Ralf's French dictionary (version 0.1.1) contains more than 300.000 French words.

It has the following known issues:
1. The dictionary contains probably about 60.000 duplicate entries. The duplicates will be removed in a future version of the dictionary.
2. More than 100 phoneme elements contain the invalid character Ã. The corresponding lexeme elements will be removed in a future version.
3. Currently, training with this dictionary is not recommended (because of the French IPA phonemes).

Of course, you can import this PLS dictionary into simon. You can see that the main concept is great:

1. The grapheme elements contain the French accents according to the «Réforme 1990». Of course, there are errors in the dictionary. But most accents should be correct. Here is an example:

<lexeme>
<grapheme>Île-de-France</grapheme>
<phoneme>ildəfʀɑ̃s</phoneme>
</lexeme>

You can see that the French vowel Î is correctly implemented in the grapheme element.

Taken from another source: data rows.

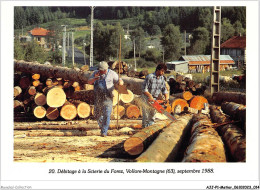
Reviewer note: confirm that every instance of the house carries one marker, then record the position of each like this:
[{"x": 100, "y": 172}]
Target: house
[
  {"x": 40, "y": 35},
  {"x": 178, "y": 66},
  {"x": 200, "y": 63},
  {"x": 236, "y": 48}
]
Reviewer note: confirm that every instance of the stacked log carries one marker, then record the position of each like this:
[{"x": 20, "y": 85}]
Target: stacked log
[
  {"x": 205, "y": 143},
  {"x": 167, "y": 145},
  {"x": 136, "y": 144},
  {"x": 231, "y": 134},
  {"x": 236, "y": 97}
]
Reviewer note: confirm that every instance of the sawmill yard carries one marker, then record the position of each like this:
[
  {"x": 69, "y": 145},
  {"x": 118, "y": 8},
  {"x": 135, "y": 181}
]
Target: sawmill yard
[{"x": 54, "y": 121}]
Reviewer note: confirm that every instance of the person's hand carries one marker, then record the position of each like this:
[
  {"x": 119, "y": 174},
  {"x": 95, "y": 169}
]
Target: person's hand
[{"x": 121, "y": 82}]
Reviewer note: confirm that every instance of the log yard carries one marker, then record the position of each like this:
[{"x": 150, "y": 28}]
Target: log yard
[{"x": 54, "y": 120}]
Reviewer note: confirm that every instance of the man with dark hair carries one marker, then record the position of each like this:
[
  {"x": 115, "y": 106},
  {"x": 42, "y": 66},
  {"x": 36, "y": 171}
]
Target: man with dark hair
[
  {"x": 104, "y": 80},
  {"x": 153, "y": 85}
]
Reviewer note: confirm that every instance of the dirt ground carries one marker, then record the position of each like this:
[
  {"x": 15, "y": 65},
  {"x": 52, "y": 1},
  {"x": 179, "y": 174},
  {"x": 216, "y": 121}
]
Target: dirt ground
[{"x": 70, "y": 149}]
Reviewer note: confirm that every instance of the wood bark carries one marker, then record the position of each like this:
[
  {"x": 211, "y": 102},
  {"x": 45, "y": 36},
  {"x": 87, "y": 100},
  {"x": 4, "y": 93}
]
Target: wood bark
[
  {"x": 234, "y": 110},
  {"x": 186, "y": 95},
  {"x": 55, "y": 97},
  {"x": 68, "y": 111},
  {"x": 237, "y": 97},
  {"x": 119, "y": 114},
  {"x": 17, "y": 91},
  {"x": 178, "y": 101},
  {"x": 132, "y": 111},
  {"x": 52, "y": 113},
  {"x": 127, "y": 98},
  {"x": 167, "y": 145},
  {"x": 231, "y": 134},
  {"x": 198, "y": 102},
  {"x": 136, "y": 144},
  {"x": 39, "y": 112},
  {"x": 205, "y": 143},
  {"x": 40, "y": 99}
]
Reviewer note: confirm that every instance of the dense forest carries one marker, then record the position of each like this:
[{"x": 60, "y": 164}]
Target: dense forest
[{"x": 165, "y": 23}]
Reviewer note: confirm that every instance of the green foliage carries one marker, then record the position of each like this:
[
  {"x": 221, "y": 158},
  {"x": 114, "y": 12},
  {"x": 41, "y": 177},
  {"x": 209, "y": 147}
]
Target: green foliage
[
  {"x": 172, "y": 42},
  {"x": 33, "y": 52}
]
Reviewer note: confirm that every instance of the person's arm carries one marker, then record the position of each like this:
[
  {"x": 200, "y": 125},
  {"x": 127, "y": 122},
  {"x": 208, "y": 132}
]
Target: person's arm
[{"x": 95, "y": 76}]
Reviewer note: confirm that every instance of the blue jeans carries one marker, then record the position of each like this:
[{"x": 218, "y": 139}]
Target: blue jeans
[
  {"x": 103, "y": 112},
  {"x": 148, "y": 113}
]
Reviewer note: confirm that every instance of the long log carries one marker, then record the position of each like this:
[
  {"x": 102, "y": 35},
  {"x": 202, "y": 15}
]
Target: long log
[
  {"x": 167, "y": 145},
  {"x": 52, "y": 113},
  {"x": 237, "y": 97},
  {"x": 133, "y": 84},
  {"x": 39, "y": 133},
  {"x": 231, "y": 134},
  {"x": 205, "y": 143},
  {"x": 136, "y": 144},
  {"x": 235, "y": 111}
]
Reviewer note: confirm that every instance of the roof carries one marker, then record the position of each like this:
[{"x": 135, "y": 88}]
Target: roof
[
  {"x": 39, "y": 32},
  {"x": 236, "y": 42},
  {"x": 177, "y": 62},
  {"x": 205, "y": 59}
]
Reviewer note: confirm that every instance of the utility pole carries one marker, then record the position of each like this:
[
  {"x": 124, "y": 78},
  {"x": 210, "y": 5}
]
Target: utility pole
[
  {"x": 215, "y": 50},
  {"x": 134, "y": 55},
  {"x": 84, "y": 51},
  {"x": 72, "y": 44},
  {"x": 184, "y": 42},
  {"x": 91, "y": 38},
  {"x": 64, "y": 45}
]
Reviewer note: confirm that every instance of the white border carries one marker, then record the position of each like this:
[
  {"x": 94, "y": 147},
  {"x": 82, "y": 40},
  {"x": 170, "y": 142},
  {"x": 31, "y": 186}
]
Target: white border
[{"x": 24, "y": 174}]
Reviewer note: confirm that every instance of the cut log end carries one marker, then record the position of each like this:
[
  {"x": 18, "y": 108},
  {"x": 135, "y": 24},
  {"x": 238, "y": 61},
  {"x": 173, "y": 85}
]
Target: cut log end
[{"x": 134, "y": 146}]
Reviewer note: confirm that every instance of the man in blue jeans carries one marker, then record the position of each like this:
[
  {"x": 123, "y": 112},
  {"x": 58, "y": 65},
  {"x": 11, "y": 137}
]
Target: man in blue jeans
[
  {"x": 153, "y": 86},
  {"x": 104, "y": 80}
]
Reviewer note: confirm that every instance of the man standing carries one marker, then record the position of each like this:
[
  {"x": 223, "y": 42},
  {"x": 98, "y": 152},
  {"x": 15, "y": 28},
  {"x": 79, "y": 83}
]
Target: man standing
[
  {"x": 153, "y": 85},
  {"x": 104, "y": 80}
]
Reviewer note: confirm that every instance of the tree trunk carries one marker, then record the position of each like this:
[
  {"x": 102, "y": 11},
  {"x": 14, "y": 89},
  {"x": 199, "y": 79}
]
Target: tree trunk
[
  {"x": 121, "y": 111},
  {"x": 39, "y": 112},
  {"x": 237, "y": 97},
  {"x": 25, "y": 82},
  {"x": 234, "y": 110},
  {"x": 132, "y": 111},
  {"x": 178, "y": 101},
  {"x": 127, "y": 98},
  {"x": 55, "y": 97},
  {"x": 205, "y": 143},
  {"x": 231, "y": 134},
  {"x": 68, "y": 111},
  {"x": 83, "y": 109},
  {"x": 166, "y": 146},
  {"x": 40, "y": 99},
  {"x": 52, "y": 113},
  {"x": 187, "y": 95},
  {"x": 198, "y": 102},
  {"x": 136, "y": 144}
]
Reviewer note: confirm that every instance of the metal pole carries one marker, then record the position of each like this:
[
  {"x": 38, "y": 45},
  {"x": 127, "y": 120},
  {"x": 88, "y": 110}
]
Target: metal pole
[
  {"x": 84, "y": 52},
  {"x": 119, "y": 70},
  {"x": 64, "y": 45},
  {"x": 72, "y": 44},
  {"x": 134, "y": 55}
]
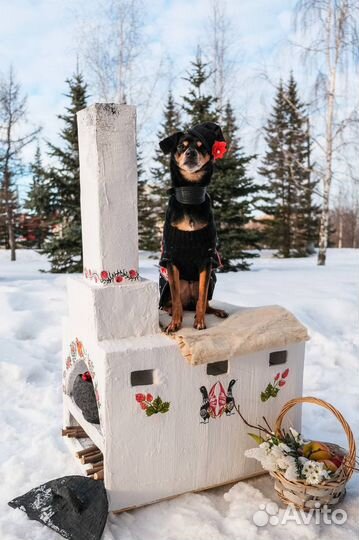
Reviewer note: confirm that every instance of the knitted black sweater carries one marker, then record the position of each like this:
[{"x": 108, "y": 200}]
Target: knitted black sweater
[{"x": 190, "y": 251}]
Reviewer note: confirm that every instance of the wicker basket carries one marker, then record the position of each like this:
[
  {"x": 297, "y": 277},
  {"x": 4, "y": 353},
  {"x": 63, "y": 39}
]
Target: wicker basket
[{"x": 302, "y": 495}]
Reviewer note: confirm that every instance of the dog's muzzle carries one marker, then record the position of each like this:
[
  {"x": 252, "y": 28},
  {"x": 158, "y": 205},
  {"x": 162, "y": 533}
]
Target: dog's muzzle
[{"x": 190, "y": 194}]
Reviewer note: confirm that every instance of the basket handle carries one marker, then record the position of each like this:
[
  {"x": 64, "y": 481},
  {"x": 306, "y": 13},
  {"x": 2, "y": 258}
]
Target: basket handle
[{"x": 350, "y": 458}]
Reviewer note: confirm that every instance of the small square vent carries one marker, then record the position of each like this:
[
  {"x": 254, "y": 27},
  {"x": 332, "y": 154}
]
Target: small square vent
[
  {"x": 277, "y": 357},
  {"x": 142, "y": 378}
]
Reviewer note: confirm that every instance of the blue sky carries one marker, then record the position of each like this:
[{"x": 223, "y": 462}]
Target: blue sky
[{"x": 39, "y": 37}]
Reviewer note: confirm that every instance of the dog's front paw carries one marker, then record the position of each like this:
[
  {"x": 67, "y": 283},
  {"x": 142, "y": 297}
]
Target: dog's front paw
[
  {"x": 173, "y": 327},
  {"x": 220, "y": 313},
  {"x": 199, "y": 323}
]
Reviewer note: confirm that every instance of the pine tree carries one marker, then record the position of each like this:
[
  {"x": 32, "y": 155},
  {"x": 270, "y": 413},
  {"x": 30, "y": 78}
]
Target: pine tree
[
  {"x": 278, "y": 192},
  {"x": 291, "y": 223},
  {"x": 38, "y": 202},
  {"x": 233, "y": 194},
  {"x": 306, "y": 216},
  {"x": 148, "y": 237},
  {"x": 161, "y": 172},
  {"x": 198, "y": 105},
  {"x": 64, "y": 249}
]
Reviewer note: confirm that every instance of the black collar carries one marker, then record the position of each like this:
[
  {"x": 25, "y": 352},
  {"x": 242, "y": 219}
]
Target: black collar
[{"x": 190, "y": 194}]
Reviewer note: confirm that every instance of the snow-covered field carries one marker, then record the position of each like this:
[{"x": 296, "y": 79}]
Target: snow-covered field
[{"x": 32, "y": 451}]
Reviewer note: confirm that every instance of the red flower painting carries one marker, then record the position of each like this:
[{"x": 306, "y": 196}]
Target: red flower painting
[{"x": 219, "y": 149}]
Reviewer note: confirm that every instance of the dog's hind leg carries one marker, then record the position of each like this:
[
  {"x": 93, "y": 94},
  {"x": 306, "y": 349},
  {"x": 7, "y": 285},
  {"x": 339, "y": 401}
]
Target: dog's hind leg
[
  {"x": 202, "y": 302},
  {"x": 176, "y": 305},
  {"x": 217, "y": 312}
]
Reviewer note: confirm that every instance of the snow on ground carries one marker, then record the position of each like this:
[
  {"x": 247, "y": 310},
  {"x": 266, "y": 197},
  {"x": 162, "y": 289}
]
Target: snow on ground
[{"x": 32, "y": 451}]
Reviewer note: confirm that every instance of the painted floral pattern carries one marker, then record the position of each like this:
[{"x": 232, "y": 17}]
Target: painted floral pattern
[
  {"x": 78, "y": 352},
  {"x": 152, "y": 405},
  {"x": 105, "y": 277},
  {"x": 217, "y": 401},
  {"x": 273, "y": 388}
]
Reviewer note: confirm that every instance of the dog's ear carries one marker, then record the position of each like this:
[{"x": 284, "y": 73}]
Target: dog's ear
[{"x": 169, "y": 143}]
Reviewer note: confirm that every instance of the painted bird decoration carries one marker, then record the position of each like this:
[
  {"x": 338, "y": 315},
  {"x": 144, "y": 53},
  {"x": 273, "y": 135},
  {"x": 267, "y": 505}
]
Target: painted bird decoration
[
  {"x": 205, "y": 410},
  {"x": 229, "y": 406}
]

2. The phoneme elements are represented following the IPA standard.
3. License is GPL. It would be nice if a native speaker would improve this dictionary. Of course, it would be allowed to transform this dictionary into Sphinx format, or into HTK format.
4. It is possible to add a role attribute to the lexeme elements. A future version of simon might be able to use this information.
5. There shouldn’t be problems with crappy characters thanks to UTF-8. I will have to fix that minor mistake mentioned above. But this is just a minor mistake, not a major mistake. So there is no need to worry about encoding issues. This problem should be solved.

You can see the advantages of this dictionary.